STUDENT: Why is it called phi?

TAO SCHARDL: Why is it called phi? That's a great question. I actually don't know why they chose the name phi. I don't think they had a particular affinity for the Golden Ratio, but I'm not sure what the rationale was. I don't know if anyone else knows. Yeah? Google knows all, sort of. Yeah, so adopt the value 0 from block 6 or 14 from block 8.

So that's all of the basic components of C translated into LLVM IR. The last thing I want to leave you with in this section on LLVM IR is a discussion of these attributes. And we already saw one of these attributes before. It was this NSW thing attached the add instruction.

In general, these LLVM IR constructs might be decorated with these extra words and keywords. And those are the keywords I'm referring to as attributes. Those attributes convey a variety of information. So in this case, what we have here is C code that performs this memory calculation, which you might have seen from our previous lecture. And what we see in the corresponding LLVM IR is that there's some extra stuff tacked onto that load instruction where you load memory.

One of those pieces of extra information is this align 4. And what that align 4 attribute says is it describes the alignment of that read from memory. And so if subsequent stages of the compiler can employ that information, if they can optimize reads that are 4-byte aligned, then this attribute will say, this is a load that you can go ahead and optimize.

There are a bunch of places where attributes might come from. Some of them are derived directly from the source code. If you write a function that takes a parameter marked as const, or marked as restrict, then in the LLVM IR, you might see that the corresponding function parameter is marked as no alias, because the restricted keyword said this pointer can ever alias or the const keyword says, you're only ever going to read from this pointer. So this pointer is going to be marked read-only. So in that case, the source code itself-- the C code-- was the source of the information for those attributes.

There are some other attributes that occur simply because the compiler is smart, and it does some clever analysis. So in this case, the LLVM IR has a load operation that's 8-byte aligned. It was really analysis that figured out the alignment of that load operation. Good so far? Cool.

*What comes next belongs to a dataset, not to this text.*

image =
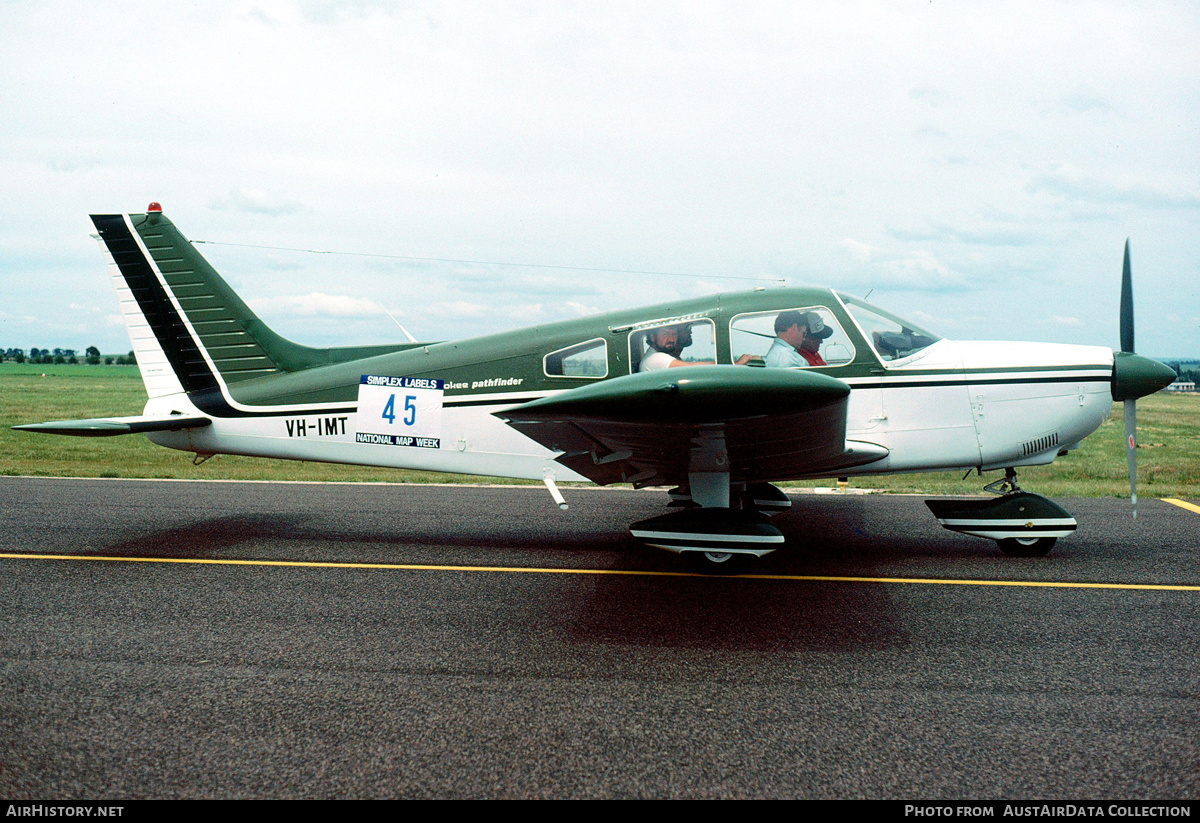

So let's summarize this part of the discussion with what we've seen about LLVM IR. LLVM IR is similar to assembly, but a lot simpler in many, many ways. All of the computed values are stored in registers. And, really, when you're reading LLVM IR, you can think of those registers a lot like ordinary C variables.

LLVM IR is a little bit funny in that it adopts a static, single assignment paradigm-- this invariant-- where each registered name, each variable is written by, at most, one instruction within the LLVM IR code. So if you're ever curious where %14 is defined within this function, just do a search for where %14 is on the left-hand side of an equals, and there you go.

We can model of function in LLVM IR as a control flow graph, whose nodes correspond to basic blocks-- these blobs of straight line code-- and whose edges do node control flow among those basic blocks. And compared to C, LLVM IR is pretty similar, except that all of these operations are explicit. The types are explicit everywhere.

The integer sizes are all apparent. You don't have to remember that int really means a 32-bit integer, and you need n-64 to be a 64-bit integer, or you need a long or anything. It's just i and then a bit width.

There no implicit operations at the LLVM IR level. All the typecasts are explicit. In some sense, LLVM IR is like assembly if assembly were more like c. And that's doubly a statement that would not have made sense 40 minutes ago.

All right, so you've seen how to translate C code into LLVM IR. There's one last step. We want to translate the LLVM IR into assembly. And it turns out that structurally speaking, LLVM IR is very similar to assembly. We can, more or less, map each line of LLVM IR to some sequence of lines in the final assembly code.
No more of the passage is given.